Marijuana moratorium seems rushed to some

By Gail Geraghty

Staff Writer

The speed at which voters are being asked to enact a medical marijuana moratorium in Bridgton has some residents wondering — why the rush?

The six-month moratorium on medical marijuana dispensaries and cultivation sites was only proposed one month earlier, on Sept. 7. Tuesday’s public hearing was the only chance residents were given to speak publicly or ask questions before the referendum on the moratorium takes place on Tuesday, Nov. 4.

Resident Catherine Pinkham said patients who use medical marijuana have rights under Maine’s Medical Marijuana Law, and right now they are scared and confused about what impact the moratorium will have on their ability to grow marijuana plants for their own use.

“You might want to consider what’s already going on in the town,” she said, referring to residents and caregivers already growing plants. Pinkham suggested a moratorium might cause “mass confusion” among those unfamiliar with the state’s medical marijuana laws.

For example, she said, the language in the moratorium, which was drawn up by the town’s attorney, applies to “dispensaries,” yet under current law the eight dispensaries have already been named. “There can be no dispensaries in Bridgton,” she said.

Planning Board Chairman, Steve Collins, agreed wholeheartedly with Pinkham’s belief that the town and its residents need to be educated on the medical marijuana laws. That is precisely the reason why a moratorium is needed, so that the issue can be studied, he said.
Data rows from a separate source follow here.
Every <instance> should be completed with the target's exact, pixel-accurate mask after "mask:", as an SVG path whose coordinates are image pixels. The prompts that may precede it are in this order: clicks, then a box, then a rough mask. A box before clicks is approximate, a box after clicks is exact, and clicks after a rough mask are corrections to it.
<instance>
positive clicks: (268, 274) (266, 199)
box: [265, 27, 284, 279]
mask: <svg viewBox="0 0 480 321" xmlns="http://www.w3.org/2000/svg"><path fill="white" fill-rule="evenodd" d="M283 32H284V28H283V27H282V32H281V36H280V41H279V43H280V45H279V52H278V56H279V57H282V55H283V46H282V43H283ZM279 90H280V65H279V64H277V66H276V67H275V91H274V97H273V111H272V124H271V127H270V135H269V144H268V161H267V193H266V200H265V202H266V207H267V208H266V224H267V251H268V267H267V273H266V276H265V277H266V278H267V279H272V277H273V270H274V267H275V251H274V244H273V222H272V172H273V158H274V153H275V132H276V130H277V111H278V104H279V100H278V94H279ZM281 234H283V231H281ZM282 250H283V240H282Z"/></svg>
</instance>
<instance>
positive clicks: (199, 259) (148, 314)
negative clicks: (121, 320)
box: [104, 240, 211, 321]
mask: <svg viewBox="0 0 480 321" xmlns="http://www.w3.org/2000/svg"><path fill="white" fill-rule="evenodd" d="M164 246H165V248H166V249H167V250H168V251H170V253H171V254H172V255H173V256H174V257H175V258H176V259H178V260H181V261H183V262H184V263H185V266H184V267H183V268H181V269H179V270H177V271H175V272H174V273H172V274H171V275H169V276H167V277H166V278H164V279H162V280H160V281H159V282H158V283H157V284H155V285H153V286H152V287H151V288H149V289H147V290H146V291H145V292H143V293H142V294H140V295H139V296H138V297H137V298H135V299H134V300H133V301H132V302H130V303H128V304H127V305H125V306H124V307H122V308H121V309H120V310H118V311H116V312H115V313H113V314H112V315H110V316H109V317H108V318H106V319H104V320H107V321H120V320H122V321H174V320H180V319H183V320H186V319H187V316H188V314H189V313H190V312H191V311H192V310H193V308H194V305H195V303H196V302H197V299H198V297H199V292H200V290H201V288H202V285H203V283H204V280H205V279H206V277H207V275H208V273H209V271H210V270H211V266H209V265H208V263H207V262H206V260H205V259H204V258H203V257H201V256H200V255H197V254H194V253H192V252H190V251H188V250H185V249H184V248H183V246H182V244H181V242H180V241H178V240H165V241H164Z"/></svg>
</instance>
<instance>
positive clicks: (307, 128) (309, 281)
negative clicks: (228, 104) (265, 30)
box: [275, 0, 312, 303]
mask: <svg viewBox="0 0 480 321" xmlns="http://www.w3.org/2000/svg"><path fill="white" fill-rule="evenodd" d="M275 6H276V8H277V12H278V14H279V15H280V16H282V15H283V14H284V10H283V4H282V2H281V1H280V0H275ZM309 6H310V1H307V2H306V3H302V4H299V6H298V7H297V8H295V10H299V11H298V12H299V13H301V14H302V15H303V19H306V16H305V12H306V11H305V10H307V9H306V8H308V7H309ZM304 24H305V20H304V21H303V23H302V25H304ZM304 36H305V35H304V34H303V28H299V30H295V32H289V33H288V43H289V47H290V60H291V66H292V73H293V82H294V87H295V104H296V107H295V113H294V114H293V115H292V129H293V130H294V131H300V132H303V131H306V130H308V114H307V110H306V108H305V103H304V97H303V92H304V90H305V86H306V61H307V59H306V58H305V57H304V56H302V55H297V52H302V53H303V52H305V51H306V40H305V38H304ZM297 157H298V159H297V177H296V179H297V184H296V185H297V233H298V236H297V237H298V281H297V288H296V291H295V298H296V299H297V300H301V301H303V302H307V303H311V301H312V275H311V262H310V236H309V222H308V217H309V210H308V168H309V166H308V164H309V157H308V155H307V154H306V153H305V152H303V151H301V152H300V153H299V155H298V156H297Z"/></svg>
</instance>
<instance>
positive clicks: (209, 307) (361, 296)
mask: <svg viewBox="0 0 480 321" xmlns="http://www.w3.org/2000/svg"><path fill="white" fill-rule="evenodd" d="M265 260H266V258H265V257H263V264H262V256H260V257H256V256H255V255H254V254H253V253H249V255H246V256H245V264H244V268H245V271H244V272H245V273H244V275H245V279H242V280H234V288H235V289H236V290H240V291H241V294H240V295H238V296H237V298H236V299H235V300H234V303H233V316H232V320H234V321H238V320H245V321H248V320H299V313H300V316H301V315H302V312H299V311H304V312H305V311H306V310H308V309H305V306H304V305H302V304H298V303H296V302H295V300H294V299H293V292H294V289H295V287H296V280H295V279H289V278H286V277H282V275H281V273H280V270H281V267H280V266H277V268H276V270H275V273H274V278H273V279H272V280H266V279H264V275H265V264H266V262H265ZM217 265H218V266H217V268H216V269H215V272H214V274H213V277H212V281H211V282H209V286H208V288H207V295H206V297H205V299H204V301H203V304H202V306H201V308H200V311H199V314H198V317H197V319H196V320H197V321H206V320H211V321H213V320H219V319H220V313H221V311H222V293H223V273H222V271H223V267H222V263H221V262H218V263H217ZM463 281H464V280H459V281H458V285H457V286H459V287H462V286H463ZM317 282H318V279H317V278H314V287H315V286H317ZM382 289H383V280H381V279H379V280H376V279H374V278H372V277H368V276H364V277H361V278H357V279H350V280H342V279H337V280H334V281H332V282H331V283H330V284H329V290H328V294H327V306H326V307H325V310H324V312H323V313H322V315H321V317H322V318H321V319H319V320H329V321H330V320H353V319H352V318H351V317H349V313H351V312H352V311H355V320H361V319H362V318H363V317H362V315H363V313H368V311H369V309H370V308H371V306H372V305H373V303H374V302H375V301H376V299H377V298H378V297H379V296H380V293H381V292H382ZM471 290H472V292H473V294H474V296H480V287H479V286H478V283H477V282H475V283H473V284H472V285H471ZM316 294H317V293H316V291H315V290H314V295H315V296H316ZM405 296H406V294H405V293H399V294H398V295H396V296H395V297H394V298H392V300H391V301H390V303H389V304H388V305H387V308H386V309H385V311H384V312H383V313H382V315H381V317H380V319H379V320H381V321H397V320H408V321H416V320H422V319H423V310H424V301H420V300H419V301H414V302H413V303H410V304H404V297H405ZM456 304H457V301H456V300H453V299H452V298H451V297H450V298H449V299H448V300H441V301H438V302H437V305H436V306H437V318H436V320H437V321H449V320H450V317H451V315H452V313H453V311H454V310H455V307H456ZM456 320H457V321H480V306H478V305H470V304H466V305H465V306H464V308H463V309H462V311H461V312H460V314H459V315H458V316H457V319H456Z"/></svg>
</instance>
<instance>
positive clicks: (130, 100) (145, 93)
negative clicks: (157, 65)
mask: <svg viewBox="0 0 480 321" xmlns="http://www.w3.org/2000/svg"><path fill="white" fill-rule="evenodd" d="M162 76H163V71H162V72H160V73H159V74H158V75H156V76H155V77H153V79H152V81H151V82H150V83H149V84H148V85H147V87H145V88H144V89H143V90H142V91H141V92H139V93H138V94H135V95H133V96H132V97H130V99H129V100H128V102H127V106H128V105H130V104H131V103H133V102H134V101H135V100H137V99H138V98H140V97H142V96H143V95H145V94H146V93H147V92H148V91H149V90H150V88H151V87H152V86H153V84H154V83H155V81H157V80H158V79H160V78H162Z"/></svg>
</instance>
“There is widespread ignorance” in town about the law, said Collins. “We have nothing in place now to guide us,” should an application come before the board seeking a location to cultivate marijuana legally for use by approved patients.

“I don’t want to leave the planning board in the business of doing a whole lot of legislating” on an issue it knows virtually nothing about, he added. “The planning board is typically pretty busy, and it should not be legislating on the fly.”

Resident Robert Howe also said the town needs to educate itself about the law, but also needed more information now, to know whether a moratorium was needed or not. “So, there’s going to be no public education?” he asked. “This issue is so important,” he said, that input is needed from hospital staff as well as others in the community. “Most people don’t have a clue.”

Selectmen acknowledged they were not entirely sure how the moratorium might affect those who are currently caregivers or patients, but emphasized that the moratorium will allow the town to study the issue in depth.

Planning Board Alternate Phyllis Roth said the whole purpose of the moratorium is to give both boards time to study the issue. “All we’re asking is to figure out how does Bridgton want to handle this? We’re not Biddeford, we’re not Auburn. Let us figure this out and do it our way.”